Asırlar boyu Anadolu insanı mevsim sebzelerini, her türlü yenilebilir yabani bitkiyi, etle beraber pişirip ana yemek olarak tüketmiştir.
Çok eskiden insanlar bunu gayri ihtiyari yapıyorlarmış. Ancak pişirme sırasında ortaya çıkan mis gibi kokular ve leziz tatlar, insanların sofra rehberi olmuş daha sonraları.EN
İYİSİNİ KADINLAR BİLİR
Eski zamanlarda insanlar doğa şartlarının sunduğu imkânları değerlendirmek zorundaydı. Bulunduğu bölgenin iklim koşullarında yetişen ürünler, saklama olanaksızlığından dolayı mevsiminde tüketilmek zorundaydı. Dünyadaki tüm sebze çeşidinin yüzde 80’inin yetiştiği Anadolu topraklarında yaşayan insanlar, nesiller boyu bu doğal sistemden beslenerek mutfaklarını geliştirdiler. Anadolu insanı hâlâ bu geleneği sürdürerek mevsim sebzelerinden yemeklerini hazırlar. Bu alışkanlığın yavaş yavaş kaybolmaya yüz tuttuğu yerler ise, büyük şehirler. Türkiye’nin batısına baktığımızda, zeytinyağlı sebze yemekleri sofraların vazgeçilmez tercihi.

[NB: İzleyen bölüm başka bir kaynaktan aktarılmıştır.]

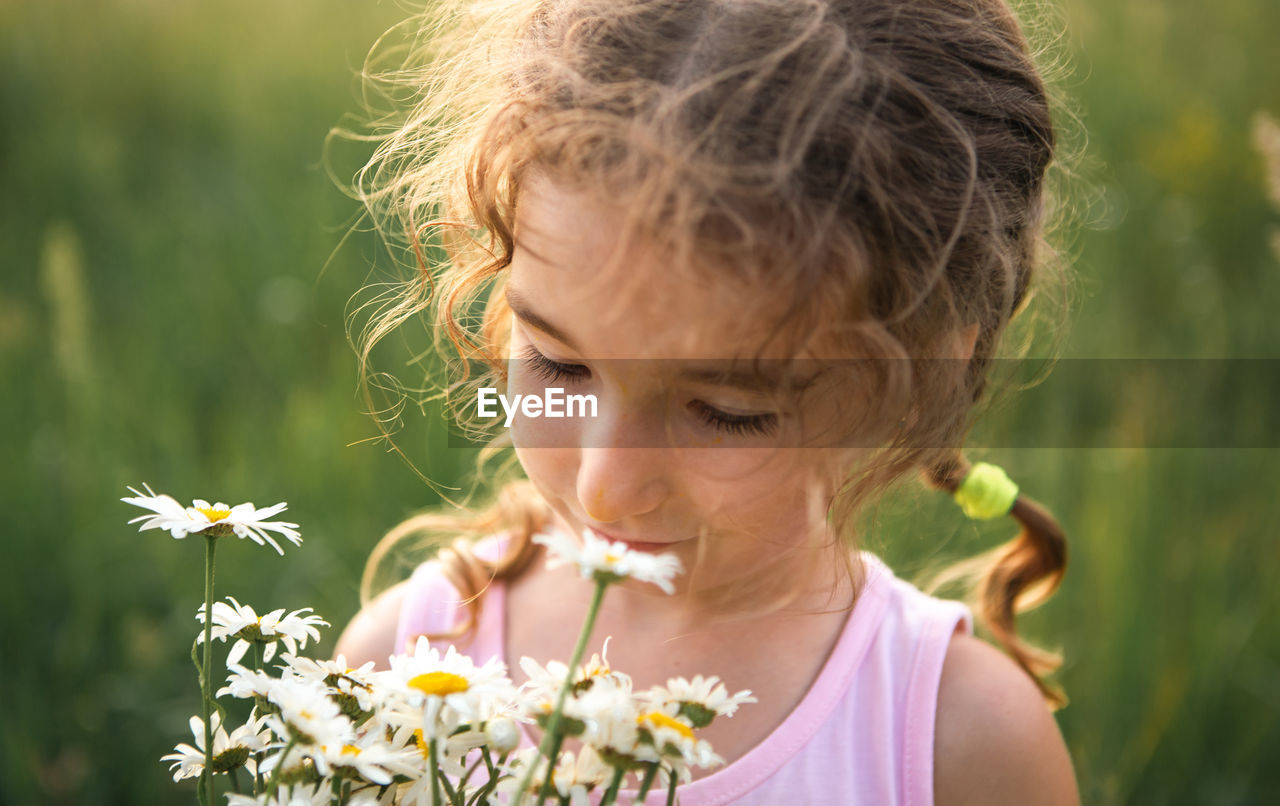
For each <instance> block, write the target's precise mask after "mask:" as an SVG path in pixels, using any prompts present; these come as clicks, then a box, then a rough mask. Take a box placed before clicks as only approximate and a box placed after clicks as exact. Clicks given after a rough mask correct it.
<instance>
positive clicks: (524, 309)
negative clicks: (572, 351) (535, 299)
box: [507, 285, 577, 349]
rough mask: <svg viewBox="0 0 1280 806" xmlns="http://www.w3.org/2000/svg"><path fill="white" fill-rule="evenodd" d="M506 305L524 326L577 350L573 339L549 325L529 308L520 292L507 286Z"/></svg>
mask: <svg viewBox="0 0 1280 806" xmlns="http://www.w3.org/2000/svg"><path fill="white" fill-rule="evenodd" d="M507 304H508V306H509V307H511V311H512V313H515V315H516V316H517V317H518V319H520V320H521V321H522V322H525V324H526V325H531V326H534V328H538V329H539V330H541V331H543V333H545V334H547V335H549V336H552V338H553V339H557V340H559V342H563V343H564V344H567V345H568V347H571V348H572V349H577V345H576V344H575V343H573V339H571V338H568V334H567V333H564V331H563V330H561V329H559V328H557V326H556V325H553V324H550V322H549V321H547V319H544V317H543V316H541V315H540V313H538V312H536V311H534V310H532V308H531V307H529V301H526V299H525V298H524V297H521V296H520V292H517V290H516V289H513V288H511V287H509V285H508V287H507Z"/></svg>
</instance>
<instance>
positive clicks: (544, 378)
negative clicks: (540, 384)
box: [525, 344, 591, 384]
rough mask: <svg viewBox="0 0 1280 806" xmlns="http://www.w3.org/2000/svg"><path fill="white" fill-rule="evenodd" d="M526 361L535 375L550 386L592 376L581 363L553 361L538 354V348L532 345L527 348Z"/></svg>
mask: <svg viewBox="0 0 1280 806" xmlns="http://www.w3.org/2000/svg"><path fill="white" fill-rule="evenodd" d="M525 361H527V362H529V365H530V368H531V370H532V371H534V375H536V376H538V377H540V379H543V380H544V381H547V383H548V384H554V383H557V381H564V380H572V381H580V380H586V379H588V377H590V375H591V371H590V370H588V368H586V367H584V366H582V365H580V363H561V362H559V361H552V360H550V358H548V357H547V356H544V354H541V353H540V352H538V348H535V347H534V345H532V344H530V345H529V347H527V348H525Z"/></svg>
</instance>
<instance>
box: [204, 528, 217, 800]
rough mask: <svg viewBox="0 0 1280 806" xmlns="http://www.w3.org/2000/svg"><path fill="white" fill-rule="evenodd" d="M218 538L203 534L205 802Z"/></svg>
mask: <svg viewBox="0 0 1280 806" xmlns="http://www.w3.org/2000/svg"><path fill="white" fill-rule="evenodd" d="M216 540H218V539H216V537H214V536H212V535H205V654H204V661H205V670H204V673H202V674H201V676H200V697H201V700H204V707H205V769H204V771H202V773H201V777H200V778H201V783H202V784H204V791H205V800H204V802H205V803H206V805H207V806H214V803H216V797H215V794H214V727H212V724H211V722H210V714H211V711H212V709H214V697H212V696H211V692H212V687H214V686H212V683H214V544H215V541H216Z"/></svg>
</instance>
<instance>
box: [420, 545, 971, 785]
mask: <svg viewBox="0 0 1280 806" xmlns="http://www.w3.org/2000/svg"><path fill="white" fill-rule="evenodd" d="M503 545H504V544H503V541H500V540H486V541H481V542H480V544H477V546H476V553H477V554H480V555H481V557H486V558H493V557H497V555H498V553H499V551H500V550H502V548H503ZM861 558H863V562H864V564H865V569H867V580H865V586H864V589H863V591H861V595H860V596H859V597H858V601H856V604H855V605H854V609H852V612H851V613H850V615H849V619H847V620H846V623H845V628H844V631H842V632H841V635H840V637H838V638H837V641H836V646H835V647H833V649H832V651H831V656H829V658H828V659H827V663H826V665H824V667H823V668H822V672H819V674H818V678H817V679H815V681H814V683H813V686H812V687H810V688H809V691H808V693H805V696H804V699H803V700H801V701H800V704H799V705H797V706H796V709H795V710H794V711H791V714H790V715H788V716H787V718H786V719H785V720H783V722H782V724H781V725H778V727H777V728H776V729H774V731H773V733H771V734H769V736H768V737H767V738H765V739H764V741H763V742H762V743H760V745H758V746H755V747H754V748H751V750H750V751H749V752H748V754H746V755H744V756H742V757H740V759H737V760H736V761H733V763H732V764H730V765H727V766H723V768H721V769H718V770H716V771H714V773H712V774H710V775H707V777H705V778H701V779H698V780H694V782H691V783H689V784H685V786H682V787H681V788H680V789H678V802H680V803H681V805H682V806H719V805H722V803H733V805H737V806H780V805H790V803H841V805H850V806H893V805H902V806H929V805H931V803H933V727H934V716H936V713H937V702H938V681H940V679H941V676H942V660H943V658H945V656H946V651H947V646H948V644H950V641H951V636H952V635H954V633H956V632H957V631H964V632H965V633H972V632H973V617H972V614H970V613H969V609H968V608H966V606H965V605H963V604H960V603H957V601H946V600H941V599H934V597H932V596H928V595H925V594H923V592H920V591H919V590H918V589H916V587H914V586H913V585H910V583H908V582H905V581H902V580H899V578H897V577H895V576H893V573H892V572H891V571H890V569H888V567H887V565H884V563H883V562H881V560H879V558H877V557H876V555H873V554H868V553H865V551H864V553H863V555H861ZM458 599H460V597H458V594H457V591H456V590H454V589H453V586H452V585H449V582H448V581H447V580H445V578H444V576H443V573H442V572H440V568H439V564H438V563H435V562H428V563H424V564H421V565H420V567H419V568H417V569H416V571H415V572H413V576H412V578H411V581H410V586H408V591H407V596H406V599H404V605H403V609H402V610H401V618H399V624H398V629H397V646H399V647H404V646H406V642H407V641H410V640H411V638H412V637H413V636H417V635H421V633H425V632H444V631H447V629H449V628H451V627H452V626H453V624H454V623H456V619H461V617H462V605H461V604H460V601H458ZM504 612H506V590H504V586H503V585H502V583H494V585H493V586H492V587H490V589H489V590H488V592H486V594H485V604H484V608H481V615H480V622H479V624H477V626H476V627H477V629H476V632H475V637H474V638H472V640H470V641H466V642H460V644H458V645H457V646H458V650H460V651H465V652H466V654H467V655H470V656H471V658H472V659H474V660H475V661H476V663H483V661H486V660H489V659H490V658H493V656H498V658H499V659H502V660H503V661H506V663H507V664H508V667H509V665H511V660H509V659H507V658H503V632H504V623H503V622H504V615H503V614H504ZM538 660H540V661H547V660H550V659H548V658H539V659H538ZM562 660H563V659H562ZM744 707H750V706H749V705H748V706H744ZM530 743H531V741H530V738H529V736H527V734H526V736H524V739H522V745H521V746H529V745H530ZM621 794H623V797H621V798H620V800H618V802H620V803H632V802H634V800H635V791H631V792H627V791H623V792H622V793H621ZM598 800H599V792H596V793H595V797H594V798H593V802H596V801H598ZM662 803H666V793H664V792H663V793H657V792H650V793H649V796H648V797H646V798H645V803H644V806H654V805H659V806H660V805H662Z"/></svg>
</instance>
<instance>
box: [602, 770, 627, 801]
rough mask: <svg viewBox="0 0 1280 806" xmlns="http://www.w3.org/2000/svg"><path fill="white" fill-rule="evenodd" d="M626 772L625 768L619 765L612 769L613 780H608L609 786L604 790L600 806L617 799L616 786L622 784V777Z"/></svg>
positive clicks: (616, 792)
mask: <svg viewBox="0 0 1280 806" xmlns="http://www.w3.org/2000/svg"><path fill="white" fill-rule="evenodd" d="M626 774H627V770H626V769H625V768H621V766H620V768H617V769H614V770H613V780H611V782H609V788H608V789H605V791H604V797H603V798H600V806H609V803H612V802H613V801H616V800H618V788H620V787H621V786H622V777H623V775H626Z"/></svg>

Genelde ananevi mutfağa ait yemekler, restoran mutfaklarında pek yer almazken, zeytinyağlı sebze yemekleri mönülerin gözde seçenekleri arasında bulunur. Sıcak sebze yemekleri ise lüks restoranlardan ziyade, esnaf lokantalarının tencere yemekleri arasında yer alır. İnsanlar, geleneksel sebze yemeklerini bu lokantalarda bulabiliyor ancak.Evinde ailesine yemek pişiren kadınlar ise, sebze konusunda usta bir aşçıdan daha fazla uzmandır aslında. Zira semt pazarcıları, iyi bir pazarlama taktiği olarak sebzeleri, özelliklerini anlatarak sattıkları için, ev hanımları aynı sebzenin farklı tariflerini kolaylıkla öğreniyorlar. Sebzenin iyisini seçerek, ailelerine birbirinden leziz yemekler hazırlarlar. Yaptıkları yemeğin lezzetine lezzet katan da sevgileridir hiç kuşkusuz.
ÇABUK TÜKETİN
Beslenme uzmanlarına göre, sebzelerin içinde bulunan mineral ve vitaminlerin değerini koruyabilmek için, uygun pişirme tekniklerinin kullanılması gerekiyor. Fakat her şeye rağmen, bazı değerleri korumak mümkün olamıyor. Kimi sebzelerdeki vitaminler bıçakla kesildiği anda bile değerini yitirebiliyor. Buna çok da üzülmemek lazım; zira doğadaki olağanüstü denge, değerini muhafaza edebilen sebze çeşitlerini de sunmaktadır insanlara. Yeter ki, alınan sebze en kısa zamanda tüketilsin. Çünkü tarladan toplandığı andan itibaren sebze ve meyveler, besin değerlerini yavaş yavaş kaybetmeye başlar. Ürünlerin pazarlara, marketlere ulaştıkları süreyi de hesaba katmak gerek. Tazeliğini yitirmiş bir sebzenin, yemeğe katacağı lezzetten ne olur! Kısacası, ne alırsanız alın, en kısa zamanda tüketmeye çalışın.
AZ SU, ÇOK VİTAMİN
Yeşil sebzeler, kök sebzelere nazaran daha narin bir yapıya sahiptir. Dolayısıyla bunları çok az su ile pişirmek gerekir. Çünkü sebze içindeki mineraller az suda kaybolmaz. Uzun süreli pişirmelerde de tencerenin ağzı mutlaka kapalı tutulmalı. Bu teknik, aslında Türk Mutfağı'nın temel prensiplerinden. Ev kadınları genelde sebzelerin bazılarını hiç su kullanmadan, bazılarını ise çok az su ile pişirirler. Zira sebzenin bırakacağı su, yemeğin pişmesi için yeterli olacaktır. Klasik Türk Mutfağı'nın önemli prensiplerinden biri de, pişen yemekte az su kalması. Çünkü, bu teknikle yoğun bir lezzet ön plana çıkar. Sulu yemek anlayışı ise geleneksel mutfakta yer almayıp, daha sonradan ekonomik nedenlerden ortaya çıkmıştır.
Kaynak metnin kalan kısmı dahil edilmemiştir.